A minute or so later she was back, and in her hand was one nickel. "I am so sorry, ma'am, I would like to give more, but this is all I got." She handed the nickel to my mother, who dropped it into the bucket that I was carrying.
"Well, that is the first one," Mother said with a smile, and off we went to the next house, where essentially the same scene repeated itself. My recollection is that almost everyone we canvassed that cold March morning put something in that bucket. Most of the time it was a nickel or a dime. In a couple of instances it was only a penny or two, and from one or two houses we received a quarter. Most of the people who answered the door were black but not all. We must have visited close to fifty homes that morning, in five or six of which were white families; but their living conditions were no better than those of the black families. By noon we had finished our list and were ready to head home. We had collected less than ten dollars.
I could not ever remember being so embarrassed. What were we doing there? We should be giving money to them. How could people live in such deplorable situations? I was in such complete disbelief that I could not even bring myself to talk about the experience with my mother. I never accompanied her again on any of her charitable fundraising missions.
In the spring of 1952 at age ten, I was at the top of my young game. I was doing well in school, loved athletics (especially baseball), and was popular.
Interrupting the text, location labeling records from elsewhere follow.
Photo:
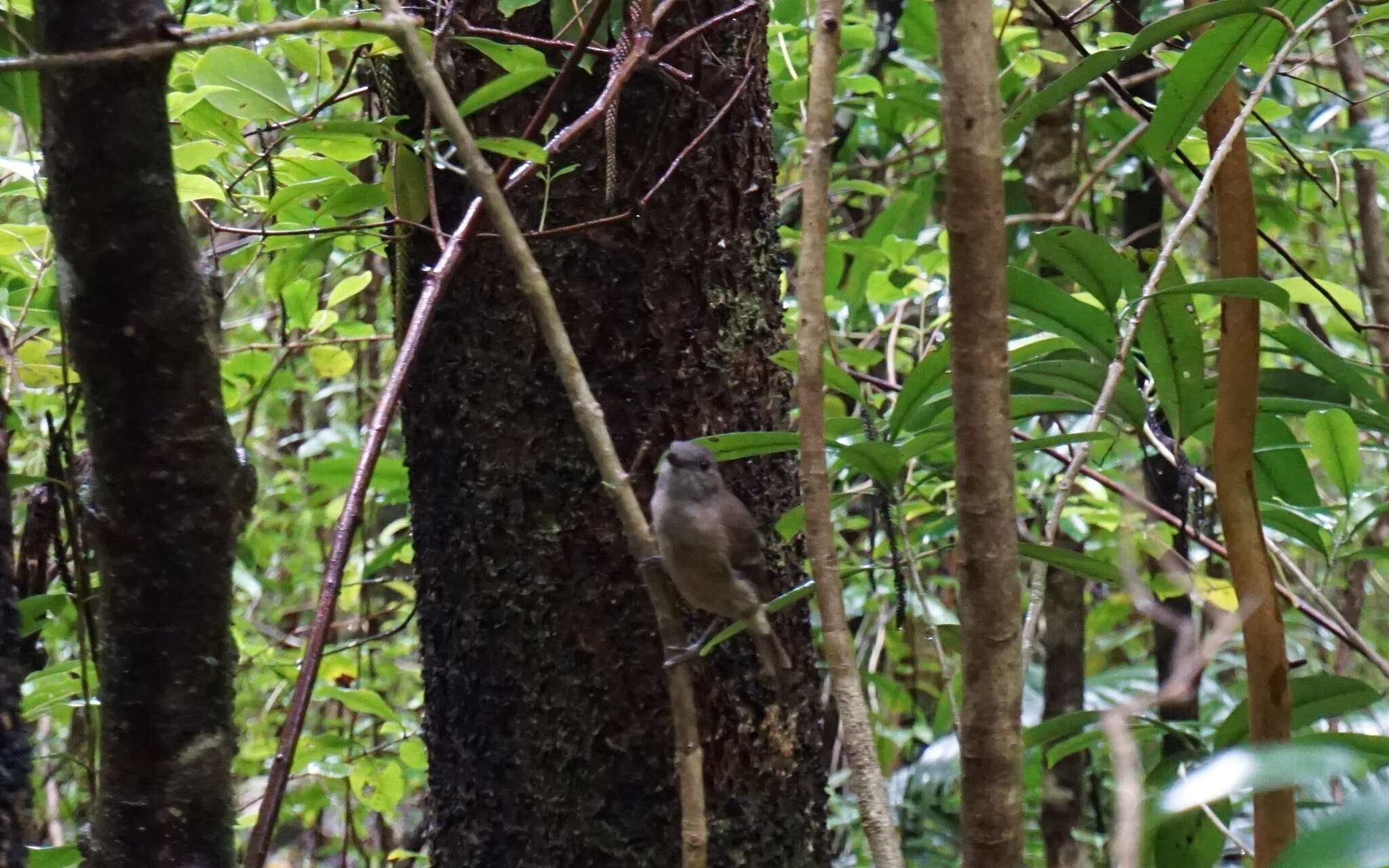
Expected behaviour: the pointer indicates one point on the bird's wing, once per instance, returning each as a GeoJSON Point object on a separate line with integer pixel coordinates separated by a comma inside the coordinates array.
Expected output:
{"type": "Point", "coordinates": [745, 543]}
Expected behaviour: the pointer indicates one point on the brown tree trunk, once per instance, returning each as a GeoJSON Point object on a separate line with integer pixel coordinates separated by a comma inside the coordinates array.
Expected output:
{"type": "Point", "coordinates": [547, 718]}
{"type": "Point", "coordinates": [138, 321]}
{"type": "Point", "coordinates": [1048, 163]}
{"type": "Point", "coordinates": [991, 745]}
{"type": "Point", "coordinates": [1236, 393]}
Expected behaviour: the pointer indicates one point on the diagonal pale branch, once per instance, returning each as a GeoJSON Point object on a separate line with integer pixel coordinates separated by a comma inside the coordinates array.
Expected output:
{"type": "Point", "coordinates": [1130, 326]}
{"type": "Point", "coordinates": [865, 774]}
{"type": "Point", "coordinates": [588, 413]}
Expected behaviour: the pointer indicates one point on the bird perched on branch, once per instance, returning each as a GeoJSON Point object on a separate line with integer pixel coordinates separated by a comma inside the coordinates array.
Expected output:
{"type": "Point", "coordinates": [711, 549]}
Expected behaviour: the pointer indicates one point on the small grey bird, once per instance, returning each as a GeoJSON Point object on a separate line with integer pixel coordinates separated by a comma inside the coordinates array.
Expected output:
{"type": "Point", "coordinates": [711, 549]}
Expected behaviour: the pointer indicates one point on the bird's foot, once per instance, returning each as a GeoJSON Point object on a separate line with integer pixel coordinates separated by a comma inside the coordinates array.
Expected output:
{"type": "Point", "coordinates": [689, 652]}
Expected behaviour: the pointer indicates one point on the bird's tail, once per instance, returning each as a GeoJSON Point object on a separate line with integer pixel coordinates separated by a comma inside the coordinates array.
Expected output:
{"type": "Point", "coordinates": [771, 656]}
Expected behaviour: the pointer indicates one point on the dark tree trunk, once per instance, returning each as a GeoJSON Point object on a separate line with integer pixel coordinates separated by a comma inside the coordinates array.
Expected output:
{"type": "Point", "coordinates": [547, 722]}
{"type": "Point", "coordinates": [136, 319]}
{"type": "Point", "coordinates": [16, 757]}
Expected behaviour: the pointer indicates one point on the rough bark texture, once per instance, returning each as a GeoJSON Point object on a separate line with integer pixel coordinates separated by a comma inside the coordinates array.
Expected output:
{"type": "Point", "coordinates": [547, 719]}
{"type": "Point", "coordinates": [1048, 163]}
{"type": "Point", "coordinates": [164, 466]}
{"type": "Point", "coordinates": [990, 588]}
{"type": "Point", "coordinates": [1236, 395]}
{"type": "Point", "coordinates": [16, 757]}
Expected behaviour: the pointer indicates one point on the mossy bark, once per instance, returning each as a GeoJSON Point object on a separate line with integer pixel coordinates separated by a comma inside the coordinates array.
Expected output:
{"type": "Point", "coordinates": [547, 719]}
{"type": "Point", "coordinates": [164, 467]}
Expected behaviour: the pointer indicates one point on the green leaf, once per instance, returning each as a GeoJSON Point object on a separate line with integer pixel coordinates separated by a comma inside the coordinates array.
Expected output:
{"type": "Point", "coordinates": [1171, 343]}
{"type": "Point", "coordinates": [501, 88]}
{"type": "Point", "coordinates": [925, 381]}
{"type": "Point", "coordinates": [510, 57]}
{"type": "Point", "coordinates": [1205, 67]}
{"type": "Point", "coordinates": [348, 288]}
{"type": "Point", "coordinates": [1231, 288]}
{"type": "Point", "coordinates": [835, 377]}
{"type": "Point", "coordinates": [1049, 309]}
{"type": "Point", "coordinates": [1335, 441]}
{"type": "Point", "coordinates": [1314, 352]}
{"type": "Point", "coordinates": [406, 188]}
{"type": "Point", "coordinates": [1352, 836]}
{"type": "Point", "coordinates": [1074, 563]}
{"type": "Point", "coordinates": [791, 597]}
{"type": "Point", "coordinates": [517, 149]}
{"type": "Point", "coordinates": [256, 91]}
{"type": "Point", "coordinates": [360, 701]}
{"type": "Point", "coordinates": [330, 361]}
{"type": "Point", "coordinates": [881, 461]}
{"type": "Point", "coordinates": [54, 857]}
{"type": "Point", "coordinates": [1314, 698]}
{"type": "Point", "coordinates": [1097, 64]}
{"type": "Point", "coordinates": [1089, 260]}
{"type": "Point", "coordinates": [300, 300]}
{"type": "Point", "coordinates": [1280, 465]}
{"type": "Point", "coordinates": [1059, 727]}
{"type": "Point", "coordinates": [378, 784]}
{"type": "Point", "coordinates": [1295, 526]}
{"type": "Point", "coordinates": [1082, 380]}
{"type": "Point", "coordinates": [197, 186]}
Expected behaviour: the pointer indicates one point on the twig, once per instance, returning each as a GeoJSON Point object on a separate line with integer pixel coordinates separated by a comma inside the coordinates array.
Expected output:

I loved my parents, my neighborhood, my house, and my friends. I loved cutting the grass, pitching baseball with my teenage neighbor, playing with my little brother, and going fly fishing with my dad.
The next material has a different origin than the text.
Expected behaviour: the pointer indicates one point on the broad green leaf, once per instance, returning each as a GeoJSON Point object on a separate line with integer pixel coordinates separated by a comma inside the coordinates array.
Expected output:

That was also the year I attended my first overnight summer camp. Probably for financial reasons, my parents decided the best bet for me was the local YMCA camp rather than the fancy, private camp in the East Tennessee mountains that most of my friends attended. Most of my cabin mates were from the other part of town—naturally they were white. They pronounced words differently from the way I did and were a pretty tough crowd. They used the N word a lot. Many in my Belle Meade neighborhood would have called them rednecks.